As I finished up the school year of speaking I wanted to share some thoughts about what I learned this year. I knew this already but it was strongly reinforced after every school assembly that I delivered. My speaking topics were dignity, respect, and compassion. I also speak about addiction and mental health issues in my drug and alcohol presentations to teens. There are multiple things that I learned but I feel that they all revert back to one common theme. Kids NEED someone to talk to.
Youth speakers hold a unique position. Other youth speakers know this. Students will tell us things that no one else knows. There are many reasons for this. It is easy to talk to us because we are vulnerable with them and share about ourselves in front of hundreds of students. We don’t work in the school so what they tell us leaves with us. We are safe because we won’t judge them, again we are leaving and don’t know any of their history.

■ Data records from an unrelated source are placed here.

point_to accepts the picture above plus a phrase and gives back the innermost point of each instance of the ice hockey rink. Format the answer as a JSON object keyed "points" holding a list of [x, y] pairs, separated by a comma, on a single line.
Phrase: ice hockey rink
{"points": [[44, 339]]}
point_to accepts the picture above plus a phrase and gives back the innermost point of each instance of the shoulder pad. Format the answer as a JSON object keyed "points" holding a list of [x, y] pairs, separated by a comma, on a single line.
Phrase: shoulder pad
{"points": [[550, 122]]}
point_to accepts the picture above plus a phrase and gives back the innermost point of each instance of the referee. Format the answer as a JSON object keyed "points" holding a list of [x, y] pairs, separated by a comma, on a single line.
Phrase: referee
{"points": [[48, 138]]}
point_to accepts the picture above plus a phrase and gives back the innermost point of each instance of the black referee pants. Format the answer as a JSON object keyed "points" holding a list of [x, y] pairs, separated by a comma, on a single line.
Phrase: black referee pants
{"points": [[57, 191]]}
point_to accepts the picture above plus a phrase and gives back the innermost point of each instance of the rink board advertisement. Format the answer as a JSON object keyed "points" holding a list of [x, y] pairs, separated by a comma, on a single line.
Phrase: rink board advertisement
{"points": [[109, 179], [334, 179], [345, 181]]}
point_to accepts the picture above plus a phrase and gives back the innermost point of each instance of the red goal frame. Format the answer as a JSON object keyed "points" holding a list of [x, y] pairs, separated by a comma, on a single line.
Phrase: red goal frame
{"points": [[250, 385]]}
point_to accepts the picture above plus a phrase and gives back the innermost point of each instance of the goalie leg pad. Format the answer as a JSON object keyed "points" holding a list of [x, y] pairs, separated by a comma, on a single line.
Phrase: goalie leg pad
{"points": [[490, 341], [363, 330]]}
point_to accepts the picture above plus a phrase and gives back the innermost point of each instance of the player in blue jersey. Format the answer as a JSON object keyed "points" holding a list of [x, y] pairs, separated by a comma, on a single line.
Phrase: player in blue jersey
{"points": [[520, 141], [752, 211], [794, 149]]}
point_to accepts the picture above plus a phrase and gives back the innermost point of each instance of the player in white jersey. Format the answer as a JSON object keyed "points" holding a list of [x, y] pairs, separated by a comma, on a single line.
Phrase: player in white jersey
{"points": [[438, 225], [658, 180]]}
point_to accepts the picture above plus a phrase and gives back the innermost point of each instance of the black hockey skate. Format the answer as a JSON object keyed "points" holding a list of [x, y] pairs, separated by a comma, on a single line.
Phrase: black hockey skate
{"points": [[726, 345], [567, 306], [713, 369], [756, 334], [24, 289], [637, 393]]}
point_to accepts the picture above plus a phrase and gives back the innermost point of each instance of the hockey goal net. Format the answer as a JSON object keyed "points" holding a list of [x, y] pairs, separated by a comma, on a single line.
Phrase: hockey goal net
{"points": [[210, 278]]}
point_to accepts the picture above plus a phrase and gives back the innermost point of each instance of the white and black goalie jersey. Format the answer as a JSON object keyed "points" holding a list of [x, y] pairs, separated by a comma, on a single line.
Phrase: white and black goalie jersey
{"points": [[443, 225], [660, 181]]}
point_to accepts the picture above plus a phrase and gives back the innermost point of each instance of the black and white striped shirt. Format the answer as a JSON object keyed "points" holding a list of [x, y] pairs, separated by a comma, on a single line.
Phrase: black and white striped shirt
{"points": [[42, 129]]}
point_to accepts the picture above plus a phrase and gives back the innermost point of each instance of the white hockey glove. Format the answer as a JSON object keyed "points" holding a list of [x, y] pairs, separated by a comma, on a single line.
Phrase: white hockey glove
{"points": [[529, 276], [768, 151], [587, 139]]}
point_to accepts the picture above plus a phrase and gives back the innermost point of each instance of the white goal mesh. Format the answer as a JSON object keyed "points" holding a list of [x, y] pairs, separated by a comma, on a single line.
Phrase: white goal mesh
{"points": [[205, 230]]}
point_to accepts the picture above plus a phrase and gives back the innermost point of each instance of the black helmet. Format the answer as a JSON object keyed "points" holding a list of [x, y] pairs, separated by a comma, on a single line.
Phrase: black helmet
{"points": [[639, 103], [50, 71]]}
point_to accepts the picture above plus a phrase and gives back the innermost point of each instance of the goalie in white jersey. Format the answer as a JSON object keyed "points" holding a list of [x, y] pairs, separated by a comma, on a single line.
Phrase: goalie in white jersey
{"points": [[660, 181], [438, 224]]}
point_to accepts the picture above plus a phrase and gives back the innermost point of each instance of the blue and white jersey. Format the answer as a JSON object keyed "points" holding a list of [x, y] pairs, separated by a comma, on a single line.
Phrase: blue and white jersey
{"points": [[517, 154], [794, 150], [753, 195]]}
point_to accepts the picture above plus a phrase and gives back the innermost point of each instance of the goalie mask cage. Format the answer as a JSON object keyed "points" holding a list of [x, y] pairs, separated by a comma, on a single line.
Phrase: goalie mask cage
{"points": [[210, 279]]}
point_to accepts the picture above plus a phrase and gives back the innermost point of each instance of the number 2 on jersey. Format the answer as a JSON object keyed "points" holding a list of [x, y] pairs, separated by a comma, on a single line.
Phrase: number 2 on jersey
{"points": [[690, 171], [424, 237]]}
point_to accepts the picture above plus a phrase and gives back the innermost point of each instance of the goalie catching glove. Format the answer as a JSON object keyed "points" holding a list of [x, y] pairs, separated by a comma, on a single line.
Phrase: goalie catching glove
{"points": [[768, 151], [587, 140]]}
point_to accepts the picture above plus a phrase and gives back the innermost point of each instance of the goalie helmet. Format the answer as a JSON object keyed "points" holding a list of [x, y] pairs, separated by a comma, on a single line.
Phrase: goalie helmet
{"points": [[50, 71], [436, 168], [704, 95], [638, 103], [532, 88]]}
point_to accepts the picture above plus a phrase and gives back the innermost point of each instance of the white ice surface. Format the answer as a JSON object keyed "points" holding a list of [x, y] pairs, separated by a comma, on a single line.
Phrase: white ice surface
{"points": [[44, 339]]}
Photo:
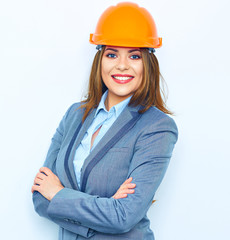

Yet they have been carrying this baggage for so long.
I am in the process of reading 52 books in 52 weeks. One of the last ones I read documented that alcohol, tobacco, drug use, and sexual promiscuity are all down. However, stress, anxiety, depression, and suicide are all up with this generation. Why? There is a lack of personal contact between people much of which is linked to screen time and cell phone usage. No one knows how or even why to talk to anyone anymore. I don’t have the solution to this but know in my heart that if we could all be just a bit more vulnerable and honest about mental health, we are starting to see this in the news, we could move the conversation forward.
We have insulated out kids so much. Maybe it started after 9/11. I get it everyone wants to be safe. But we have made them so insulated that they are losing the ability to talk out and share their struggles. We need to do better as adults connecting with kids.